De ‘code 32’, zoals door belanghebbende aangehaald, is naar de rechtbank begrijpt, een code die uitvoering geeft aan de onder 3.11 genoemde bepalingen ter vergemakkelijking van de heffing van inkomstenbelasting. Er wordt loonheffing ingehouden op de uitkeringen van belanghebbende als ware sprake van loon uit vroegere arbeid. Dit betekent niet dat sprake is van loon. Deze code wordt enkel administratief gehanteerd om deze inhouding van loonheffing te bewerkstelligen.

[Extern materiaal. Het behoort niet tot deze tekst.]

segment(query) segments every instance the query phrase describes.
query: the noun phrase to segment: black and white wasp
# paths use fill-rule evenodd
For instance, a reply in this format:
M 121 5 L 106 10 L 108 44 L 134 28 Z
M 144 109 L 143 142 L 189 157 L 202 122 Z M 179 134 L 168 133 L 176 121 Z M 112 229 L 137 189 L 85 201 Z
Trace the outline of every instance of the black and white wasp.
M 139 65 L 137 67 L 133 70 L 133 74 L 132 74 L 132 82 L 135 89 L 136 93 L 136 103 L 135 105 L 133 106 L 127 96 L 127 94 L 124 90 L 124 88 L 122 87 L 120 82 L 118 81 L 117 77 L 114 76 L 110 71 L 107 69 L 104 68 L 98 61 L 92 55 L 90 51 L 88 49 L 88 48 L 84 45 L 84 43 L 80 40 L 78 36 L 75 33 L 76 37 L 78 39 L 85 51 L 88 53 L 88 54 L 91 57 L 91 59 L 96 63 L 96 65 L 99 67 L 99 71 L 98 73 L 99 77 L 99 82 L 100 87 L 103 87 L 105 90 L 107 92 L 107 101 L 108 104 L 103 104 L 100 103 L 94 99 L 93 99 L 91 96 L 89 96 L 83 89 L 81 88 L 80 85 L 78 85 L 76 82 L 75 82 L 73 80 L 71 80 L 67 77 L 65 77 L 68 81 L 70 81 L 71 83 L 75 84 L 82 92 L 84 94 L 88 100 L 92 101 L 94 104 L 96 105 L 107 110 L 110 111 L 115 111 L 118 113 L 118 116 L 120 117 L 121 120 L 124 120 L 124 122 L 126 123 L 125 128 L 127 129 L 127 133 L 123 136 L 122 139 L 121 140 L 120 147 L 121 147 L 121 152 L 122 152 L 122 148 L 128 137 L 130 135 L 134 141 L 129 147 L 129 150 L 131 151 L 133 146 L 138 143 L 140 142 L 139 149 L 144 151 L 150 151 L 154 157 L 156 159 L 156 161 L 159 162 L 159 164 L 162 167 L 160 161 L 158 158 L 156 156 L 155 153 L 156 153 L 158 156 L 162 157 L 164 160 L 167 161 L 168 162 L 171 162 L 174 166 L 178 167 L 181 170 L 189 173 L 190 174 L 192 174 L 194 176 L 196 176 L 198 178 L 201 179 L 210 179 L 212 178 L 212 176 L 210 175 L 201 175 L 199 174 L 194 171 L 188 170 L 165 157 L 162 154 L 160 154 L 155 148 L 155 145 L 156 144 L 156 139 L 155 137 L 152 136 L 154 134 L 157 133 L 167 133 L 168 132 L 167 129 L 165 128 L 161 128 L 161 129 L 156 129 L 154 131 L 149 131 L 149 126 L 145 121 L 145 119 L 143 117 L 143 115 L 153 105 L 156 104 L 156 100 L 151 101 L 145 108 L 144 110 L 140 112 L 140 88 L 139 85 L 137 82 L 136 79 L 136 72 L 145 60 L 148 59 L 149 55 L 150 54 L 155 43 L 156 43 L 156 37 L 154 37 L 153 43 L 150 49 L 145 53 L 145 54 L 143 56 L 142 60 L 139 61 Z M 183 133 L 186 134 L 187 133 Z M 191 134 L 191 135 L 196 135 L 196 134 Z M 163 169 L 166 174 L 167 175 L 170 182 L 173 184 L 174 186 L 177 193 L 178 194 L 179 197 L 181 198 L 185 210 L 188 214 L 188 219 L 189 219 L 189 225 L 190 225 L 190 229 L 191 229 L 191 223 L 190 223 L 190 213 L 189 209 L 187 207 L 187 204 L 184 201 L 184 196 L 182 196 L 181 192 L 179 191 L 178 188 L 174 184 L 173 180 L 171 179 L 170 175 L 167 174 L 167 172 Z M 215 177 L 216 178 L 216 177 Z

Ter zitting heeft belanghebbende gesteld ook de door haar betaalde bijdrage Zorgverzekeringswet terug te willen ontvangen. Er is echter geen beroep ingesteld tegen een beslissing over aanslagen in de inkomensafhankelijke bijdrage Zorgverzekeringswet. Ten overvloede merkt de rechtbank op dat het hiervoor gegeven oordeel ook geldt voor een eventueel betaalde bijdrage Zorgverzekeringswet.
De inspecteur heeft terecht de verzoeken om ambtshalve vermindering van de aanslagen over de jaren 2016 tot en met 2018 afgewezen.